Mayoritas jemaat-jemaat di dalam persekutuan menggunakan sosial media secara rutin. Beberapa melibatkan diri dalam isu-isu harian yang kontroversial dan beberapa menghindarinya seperti wabah penyakit. Setiap minggunya, Anda kedatangan jemaat yang telah merusak kesaksiannya oleh karena perselisihan-perselisihan daring penuh amarah yang merusak, sedangkan sebagiannya lagi hanya memiliki gambaran yang kurang jelas tentang situs Twitter.

Bagaimana Anda bisa memuridkan jemaat yang memiliki banyak perbedaan di dalam sikap ini?

Teknologi digital baru dan akun media sosial kita mempunyai potensi terselubung untuk memajukan Injil Yesus Kristus. Pada saat yang sama, teknologi juga dapat menjerumuskan orang-orang, gereja, serta komunitas.

Pemuridan yang efektif dapat membantu orang Kristen menempa alat-alat teknologi untuk melayani Kristus, alih-alih hanya menjadi budak kehancuran mereka. Dalam buku yang saya tulis, saya menggarisbawahi beberapa prinsip agar orang Kristen memikirkan kembali cara menyesuaikan sikap mereka di dunia maya dengan imannya.

Pada saat yang sama, saya mendorong orang-orang Kristen untuk memandang pelayanan setempat di dalam komunitas dan gereja Anda sebagai ladang misi utama bagi orang percaya. Pada masa di mana teknologi membuat hubungan berelasi semakin jauh dan terisolasi, melibatkan/menarik sesama kita dengan Injil telah menjadi hal yang sulit.

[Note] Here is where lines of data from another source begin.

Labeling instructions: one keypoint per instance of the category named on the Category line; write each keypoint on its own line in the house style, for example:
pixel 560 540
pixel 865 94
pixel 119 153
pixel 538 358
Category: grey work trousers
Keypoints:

Ini merupakan dunia baru, yang penuh dengan perselisihan dan amarah, dan mempunyai dampak yang tidak terlihat bagi keluarga dan gereja kita. Orang Kristen harus berpikir dengan cermat akan bagaimana mereka dapat hidup dan berelasi di dalam dunia baru ini, demi kemuliaan Kristus dan kerajaan-Nya.